Alguns legisladores no Parlamento argumentou que o governo precisava de ser duro com os migrantes, depois de as autoridades terem afirmado que os quatro agressores eram cidadãos estrangeiros. Os legisladores também prometido para discutir se a pena capital deveria ser introduzida na Rússia.
“Diferentes forças políticas estão começando a usar” o ataque, disse Aleksei Venediktov, jornalista e comentarista russo e ex-editor da influente estação de rádio Ekho Moskvy. “O Kremlin, acima de tudo”, disse ele numa entrevista transmitida no YouTube. “Mas outros também, que dizem que tudo foi organizado pelo Kremlin.”
Alguns activistas nacionalistas afirmaram que tal sentimento de desorientação poderia ter sido o objectivo final dos agressores.
Yegor S. Kholmogorov, um comentarista nacionalista russo, escreveu em seu blog no aplicativo de mensagens Telegram que a sociedade russa estava “fortemente unida pela guerra e pela vitória do presidente Vladimir V. Putin nas eleições” antes do ataque.
Mas depois da tragédia, lamentou ele no domingo, a Rússia se transformou em uma “sociedade dividida”.
Putin fez pouco para esclarecer as coisas. No sábado, ele jurou infligir punições “justas e inevitáveis” tanto aos terroristas como às forças desconhecidas por trás deles. Putin deu a entender que a Ucrânia estava ligada à tragédia, mas não chegou a atribuir culpas diretamente.
Mas muitos dos subordinados e apoiantes públicos de Putin pareciam ter decidido quem era o responsável.
Sergei A. Markov, um analista pró-Kremlin que aparece frequentemente na televisão estatal russa, escreveu em uma postagem no Telegram que a Rússia deve trabalhar para isolar a liderança ucraniana, “ligando o ato terrorista não ao ISIS, mas ao governo ucraniano, tanto quanto possível”.
Os meios de comunicação estatais russos mal mencionaram a reivindicação de responsabilidade feita por um ramo do ISIS. Autoridades dos Estados Unidos disseram que a atrocidade foi obra do Estado Islâmico Khorasan, ou ISIS-K, uma ramificação do grupo que atua no Paquistão, Afeganistão e Irã.
Maria V. Zakharova, porta-voz do Ministério das Relações Exteriores da Rússia, disse no domingo, que o Ocidente apontava para o ISIS, a fim de transferir a culpa para a Ucrânia.
A Rússia não apresentou qualquer prova do envolvimento da Ucrânia no ataque.

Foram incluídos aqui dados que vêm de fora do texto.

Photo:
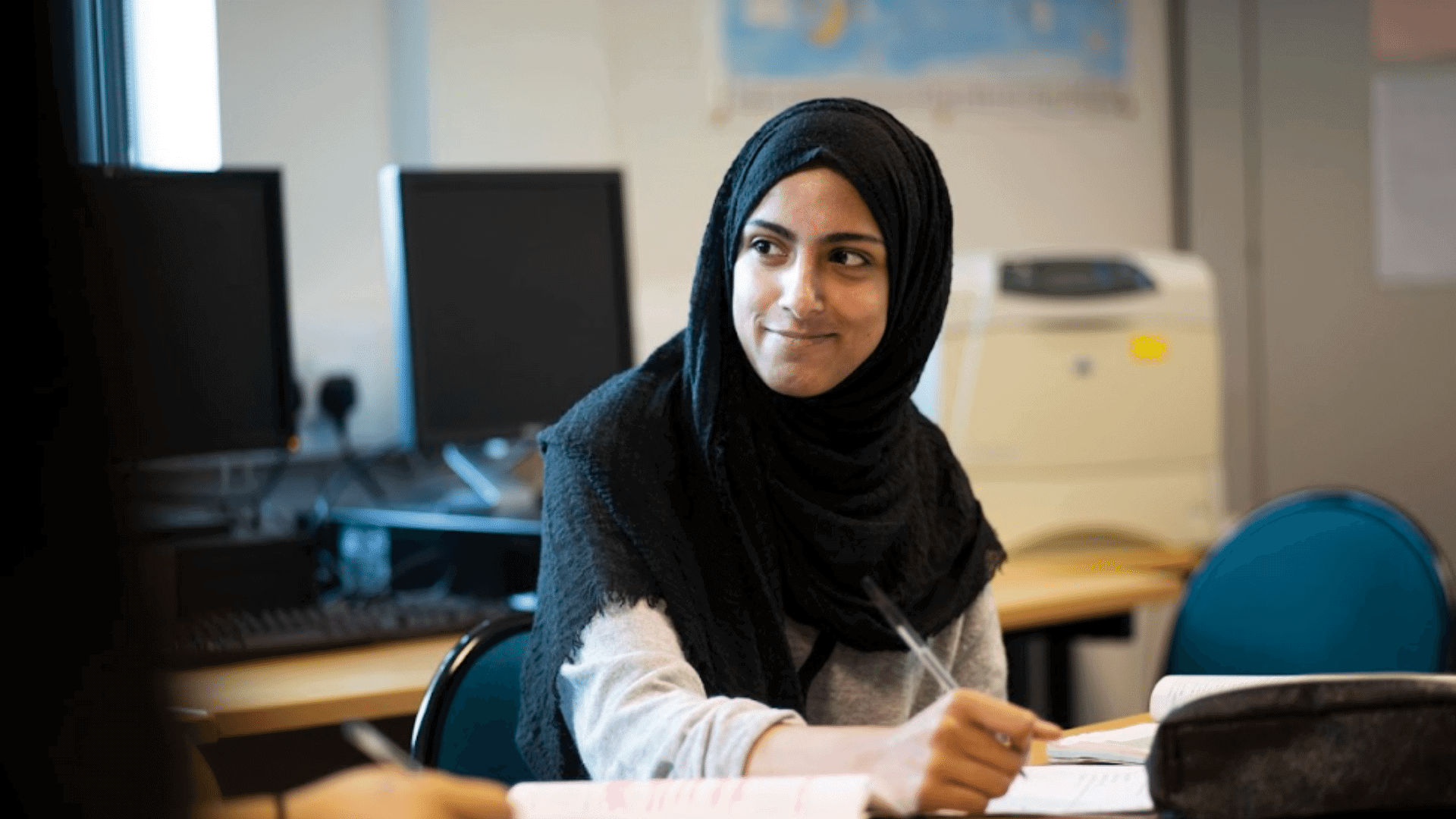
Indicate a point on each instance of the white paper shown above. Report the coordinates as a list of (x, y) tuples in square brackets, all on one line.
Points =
[(807, 798), (1175, 689), (1128, 745), (1413, 152), (1059, 790)]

As autoridades ucranianas ridicularizaram as acusações russas e as autoridades norte-americanas também disseram que não há indicação de que Kiev tenha desempenhado qualquer papel.
“Não há nenhuma evidência – e, de fato, o que sabemos ser o caso é que o ISIS-K é, na verdade, segundo todos os relatos, responsável pelo que aconteceu”, disse a vice-presidente Kamala Harris no domingo, quando questionada no programa da ABC “This Week” se os Estados Unidos tinham provas de que a Ucrânia estava ligada ao ataque à sala de concertos.
Alguns comentadores criticaram os serviços de segurança russos por não terem conseguido evitar a tragédia. No sábado, a agência de notícias estatal Tass relatadocitando uma fonte dos serviços especiais russos, que tinham recebido um aviso dos Estados Unidos, mas que era “amplo, sem qualquer informação concreta”.